Monday, January 31, 2005

Legalization and Morals

Here is an interesting story. Thanks to the German social system, if you are out of work for long enough, they can force you to take a job. This wouldn't normally be a problem until prostitution was legalized 2 years ago:
Under Germany's welfare reforms, any woman under 55 who has been out of work for more than a year can be forced to take an available job – including in the sex industry – or lose her unemployment benefit.

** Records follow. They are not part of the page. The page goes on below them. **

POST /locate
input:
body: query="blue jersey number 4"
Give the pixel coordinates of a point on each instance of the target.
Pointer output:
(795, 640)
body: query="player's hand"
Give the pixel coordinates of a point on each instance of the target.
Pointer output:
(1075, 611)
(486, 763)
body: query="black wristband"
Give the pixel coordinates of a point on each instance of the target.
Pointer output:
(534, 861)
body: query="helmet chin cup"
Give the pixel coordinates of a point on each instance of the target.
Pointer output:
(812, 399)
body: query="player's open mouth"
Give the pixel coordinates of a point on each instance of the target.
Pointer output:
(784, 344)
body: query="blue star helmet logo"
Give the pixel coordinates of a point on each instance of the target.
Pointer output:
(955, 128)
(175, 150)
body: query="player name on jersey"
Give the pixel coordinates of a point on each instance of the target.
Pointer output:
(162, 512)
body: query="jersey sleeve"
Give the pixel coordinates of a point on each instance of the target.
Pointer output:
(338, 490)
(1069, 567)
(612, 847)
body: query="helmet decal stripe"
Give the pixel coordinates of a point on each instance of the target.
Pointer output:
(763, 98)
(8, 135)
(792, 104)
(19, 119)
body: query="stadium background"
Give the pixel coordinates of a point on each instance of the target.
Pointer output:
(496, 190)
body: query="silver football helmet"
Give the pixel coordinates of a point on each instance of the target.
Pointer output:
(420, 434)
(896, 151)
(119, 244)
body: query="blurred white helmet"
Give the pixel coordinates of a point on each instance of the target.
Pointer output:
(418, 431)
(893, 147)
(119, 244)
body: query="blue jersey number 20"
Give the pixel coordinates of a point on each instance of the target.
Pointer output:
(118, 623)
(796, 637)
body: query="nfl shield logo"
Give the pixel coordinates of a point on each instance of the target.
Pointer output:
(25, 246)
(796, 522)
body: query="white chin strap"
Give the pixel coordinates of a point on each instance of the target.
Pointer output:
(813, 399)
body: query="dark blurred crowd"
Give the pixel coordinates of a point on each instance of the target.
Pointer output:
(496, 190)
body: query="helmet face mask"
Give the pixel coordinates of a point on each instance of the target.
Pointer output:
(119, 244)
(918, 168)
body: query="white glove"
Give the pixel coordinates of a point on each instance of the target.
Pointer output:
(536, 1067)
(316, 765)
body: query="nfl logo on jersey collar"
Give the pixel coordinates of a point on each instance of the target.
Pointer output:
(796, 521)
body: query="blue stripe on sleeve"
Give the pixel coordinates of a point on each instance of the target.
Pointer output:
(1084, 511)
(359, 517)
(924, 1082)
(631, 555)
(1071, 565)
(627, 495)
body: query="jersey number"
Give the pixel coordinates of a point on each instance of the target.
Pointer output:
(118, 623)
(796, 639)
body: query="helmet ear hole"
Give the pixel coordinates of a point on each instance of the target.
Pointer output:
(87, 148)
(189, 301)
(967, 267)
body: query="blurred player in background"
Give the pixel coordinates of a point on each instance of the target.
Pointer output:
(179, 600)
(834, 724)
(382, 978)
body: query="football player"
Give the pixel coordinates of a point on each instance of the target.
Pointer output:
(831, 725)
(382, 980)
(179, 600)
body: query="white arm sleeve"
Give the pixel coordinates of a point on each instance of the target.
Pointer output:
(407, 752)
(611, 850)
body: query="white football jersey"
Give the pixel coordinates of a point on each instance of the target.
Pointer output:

The government had considered making brothels an exception on moral grounds, but decided that it would be too difficult to distinguish them from bars. As a result, job centres must treat employers looking for a prostitute in the same way as those looking for a dental nurse.
So now the state is turning out former secretaries and computer programmers into the sex industry. Wonderful.
"There is now nothing in the law to stop women from being sent into the sex industry," said Merchthild Garweg, a lawyer from Hamburg who specialises in such cases. "The new regulations say that working in the sex industry is not immoral any more, and so jobs cannot be turned down without a risk to benefits."
And in this lies the real problems folks, the government does not decide what is moral or immoral. Higher authorities than men decide such things. I've talked about this before. One of the disadvantages of socialism is that it tends to blur the roles of God and Government. Insert slippery slope here.

UPDATE: Evangelical Outpost also is covering this. Volokh Conspiracy believes this story has been overblown by shoddy journalism. The original article that started it in German and was translated here.